Il padre d'Italia

Fabio Mollo torna a parlare dell' (in)voluzione della figura genitoriale ai tempi della crisi perpetua del lavoro e del diritto di famiglia ...d'elezione

Il padre d’Italia, ultimo lavoro del regista calabrese Fabio Mollo, è tappa di un percorso autoriale - che ci si auspica - ancora tutto da sviscerare in quella potenziale autenticità di sguardo che ne distinse l’esordio e che probabilmente andrebbe meglio preservato già dal rischio del ripiegamento su se stesso. Evidente appare infatti l’inclinazione ad una costruzione autocitazionista, tanto per Mollo, quanto per il protagonista, l’ecclettico Luca Marinelli. Ancora e piacevolmente Marinelli canta Bertè, sia che indossi la maschera del villain (il mitico Zingaro di Lo chiamavano Jeeg Robot) sia che vesta i panni di un uomo remissivo, segnato dalla vita, appunto Paolo de Il padre d’Italia. Marinelli torna ad incarnare i chiaroscuri della maturità, della paternità difficile da abbracciare, già affrontata in Tutti i santi giorni , dove, strana coincidenza o meno, il destino drammaturgico ancora lo vedeva far coppia con una cantante, Antonia (la cantautrice Thony) personaggio fragile, ribelle, scapestrato, come la Mia ( Isabella Ragonese, qui anche alla prova canora) del film di Mollo. Due donne in fuga dal medesimo spettro del patriarcato, quello fondamentalista del sud Italia. E dunque, per forza di cose il Sud è niente, opera prima di Fabio Mollo, che egli stesso fa parafrasare ai protagonisti in uno scambio di battute: - cosa c’è a Sud?. – Niente!. Un Niente che era già Tutto allora e che torna anche qui, capolinea di espiazione nel viaggio per l’Italia attraverso cui si dipana il film. Con il Sud è niente Mollo aveva iniziato proprio un viaggio intimo nei meandri dei sentimenti taciuti e dei segreti rimossi di una famiglia spezzata dalla perdita di un figlio sotto la mano della n’drangheta, ma anche a monte dall’assenza della figura materna, come si appresta ad essere questa nuova famiglia occasionale, poi di provvidenziale elezione. Così come alla pari già era tracciato il solco della ricerca individuale di una identità di genere, più che mero orientamento sessuale.

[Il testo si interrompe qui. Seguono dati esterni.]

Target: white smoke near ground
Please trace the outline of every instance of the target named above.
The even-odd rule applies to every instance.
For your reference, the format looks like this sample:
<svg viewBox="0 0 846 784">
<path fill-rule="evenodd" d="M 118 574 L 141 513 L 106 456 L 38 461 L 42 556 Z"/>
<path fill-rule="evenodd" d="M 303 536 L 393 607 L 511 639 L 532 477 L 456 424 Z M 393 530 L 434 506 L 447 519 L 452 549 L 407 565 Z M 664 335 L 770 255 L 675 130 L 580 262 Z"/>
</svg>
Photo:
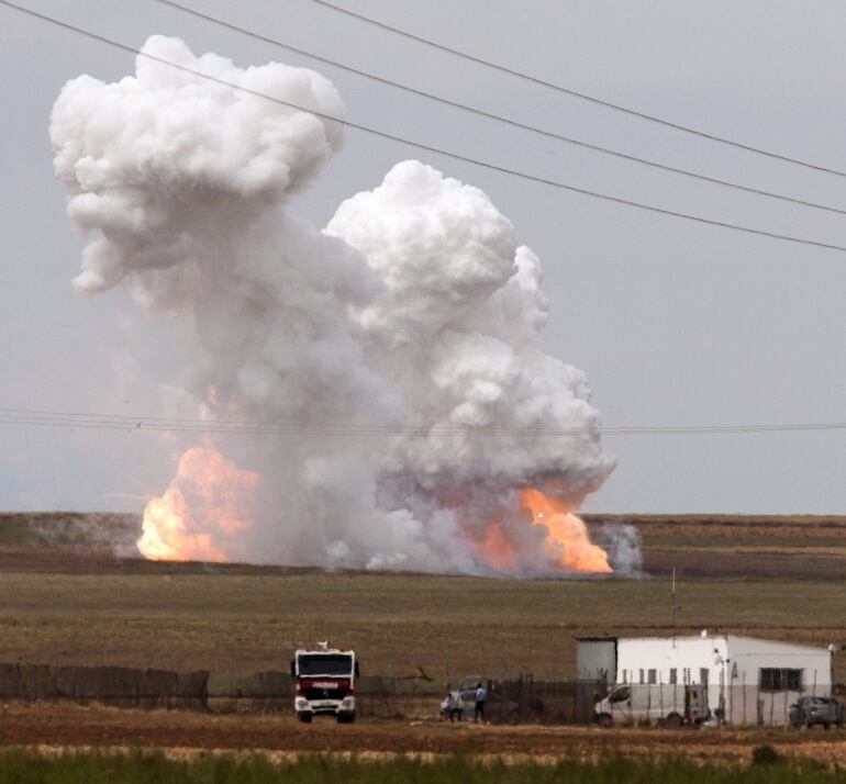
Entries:
<svg viewBox="0 0 846 784">
<path fill-rule="evenodd" d="M 286 202 L 341 145 L 331 82 L 194 57 L 177 38 L 142 53 L 116 83 L 69 81 L 51 123 L 87 237 L 75 287 L 123 282 L 145 312 L 193 325 L 185 376 L 163 388 L 183 389 L 210 427 L 148 508 L 142 551 L 560 569 L 553 523 L 520 493 L 542 491 L 560 516 L 613 461 L 585 374 L 539 348 L 541 264 L 513 225 L 482 191 L 407 160 L 319 232 Z M 212 426 L 231 421 L 283 433 Z"/>
</svg>

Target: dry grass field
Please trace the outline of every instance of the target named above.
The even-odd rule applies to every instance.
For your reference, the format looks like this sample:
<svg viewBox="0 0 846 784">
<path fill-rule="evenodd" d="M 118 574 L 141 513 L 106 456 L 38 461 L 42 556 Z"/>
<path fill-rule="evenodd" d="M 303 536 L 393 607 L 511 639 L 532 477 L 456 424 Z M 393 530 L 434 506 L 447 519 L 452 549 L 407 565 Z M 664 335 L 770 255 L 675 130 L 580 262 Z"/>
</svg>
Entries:
<svg viewBox="0 0 846 784">
<path fill-rule="evenodd" d="M 575 637 L 670 630 L 676 564 L 679 632 L 835 643 L 846 680 L 846 559 L 817 552 L 843 549 L 846 518 L 632 522 L 639 579 L 498 580 L 154 563 L 107 546 L 131 548 L 132 518 L 0 517 L 0 661 L 244 673 L 329 638 L 371 674 L 566 677 Z"/>
</svg>

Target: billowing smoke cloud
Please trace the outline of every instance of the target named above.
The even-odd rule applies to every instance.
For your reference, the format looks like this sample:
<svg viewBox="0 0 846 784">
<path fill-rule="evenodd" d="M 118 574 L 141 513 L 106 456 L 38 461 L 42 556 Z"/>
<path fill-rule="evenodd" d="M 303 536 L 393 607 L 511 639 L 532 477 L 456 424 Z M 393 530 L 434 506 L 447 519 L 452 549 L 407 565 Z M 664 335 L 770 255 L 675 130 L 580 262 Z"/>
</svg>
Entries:
<svg viewBox="0 0 846 784">
<path fill-rule="evenodd" d="M 145 551 L 430 571 L 571 563 L 521 492 L 546 494 L 569 529 L 563 515 L 613 462 L 583 373 L 539 348 L 541 264 L 508 219 L 408 160 L 319 232 L 286 201 L 341 144 L 339 123 L 305 111 L 342 117 L 334 87 L 277 63 L 197 58 L 176 38 L 143 52 L 220 81 L 140 56 L 118 83 L 68 82 L 51 137 L 88 237 L 77 289 L 125 281 L 146 311 L 192 318 L 185 378 L 163 383 L 211 424 L 154 504 Z M 277 425 L 232 436 L 215 421 Z M 215 517 L 220 492 L 198 483 L 225 477 L 241 481 Z"/>
</svg>

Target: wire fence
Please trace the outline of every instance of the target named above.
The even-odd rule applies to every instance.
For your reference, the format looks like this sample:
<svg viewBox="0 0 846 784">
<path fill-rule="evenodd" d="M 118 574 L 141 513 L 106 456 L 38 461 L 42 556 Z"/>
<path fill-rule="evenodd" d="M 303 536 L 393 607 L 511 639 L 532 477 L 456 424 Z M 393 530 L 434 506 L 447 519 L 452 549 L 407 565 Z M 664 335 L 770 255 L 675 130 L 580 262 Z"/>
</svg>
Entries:
<svg viewBox="0 0 846 784">
<path fill-rule="evenodd" d="M 811 674 L 811 673 L 809 673 Z M 608 684 L 597 680 L 479 675 L 438 681 L 415 676 L 363 675 L 356 680 L 359 713 L 383 718 L 434 718 L 450 695 L 453 719 L 476 717 L 476 690 L 487 690 L 483 716 L 492 724 L 589 724 L 784 726 L 804 724 L 800 701 L 846 696 L 813 672 L 800 687 L 767 688 L 747 683 L 745 673 L 727 684 Z M 794 684 L 790 684 L 794 685 Z M 21 701 L 73 699 L 148 707 L 188 707 L 257 713 L 289 712 L 294 681 L 288 671 L 179 672 L 120 667 L 49 667 L 0 663 L 0 697 Z M 799 704 L 799 705 L 798 705 Z M 843 709 L 817 704 L 821 724 L 843 721 Z M 826 718 L 827 716 L 827 718 Z M 839 719 L 839 721 L 838 721 Z"/>
</svg>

Il film d’esordio era infatti la parabola di scoperta e riscatto personale di Grazia, adolescente dalle fattezze e atteggiamenti androgini, a compensazione del vuoto e del dolore paterno. Mentre Paolo, apertamente omossessuale, ricaccia l’istinto d’amore dietro la chimera di una famiglia come non l’ha mai avuta, lui orfano, e come la natura biologica gli nega. Cifra autoriale si reiterano le sequenze dei fantasmi del passato che infestano i sogni, confondono verità. Eppure dinanzi alle prove attoriali di interpreti ormai apprezzati e di una sceneggiatura quasi ad effetto (co-firmata dal regista assieme alla sodale Josella Porto) quasi si rimpiange proprio la “verginità” che pervadeva l’opera prima, costruita su una attrice non professionista e sui lunghi silenzi. Segna infatti nettamente una svolta di stile, oltre al riso amaro di certi dialoghi, l’uso marcato della colonna musicale, da costante commento di sottofondo sino ad ostentata connotazione pop sulle immagini in rallenty, dilatazioni d’animo (anche troppo, come nella meno elegiaca sequenza della fuga, dopo la bravata trado-adolescenziale , che ricorda Un giorno speciale di Francesca Comencini).

Ed infine l’epilogo, che sa ancora una volta di miracoloso (allora la ricomparsa di chi si credeva morto; ora la nascita di una figlia per chi si crede socialmente e biologicamente sterile). È certo la tirannia imposta della sterilità sociale di una generazione (l’imperitura crisi del lavoro, che non tange più i protagonisti, gettatisi nella vita alla giornata) come di una cultura ( l’estremo gap dello stato di diritto di famiglia) quella sollevata dal film, programmaticamente sin dal titolo allusivo. Non è portato in scena solo il futuro anteriore dell’abbandono - almeno per ora - ma il miasma di solitudini speculari con cui uomini e donne continuano a crescere di generazione in generazione, che abbiano dovuto seppellire o meno nel profondo del proprio io l’idealizzazione di padri e madri, a loro volta incapaci, per ragioni diverse, di realizzare l’amore.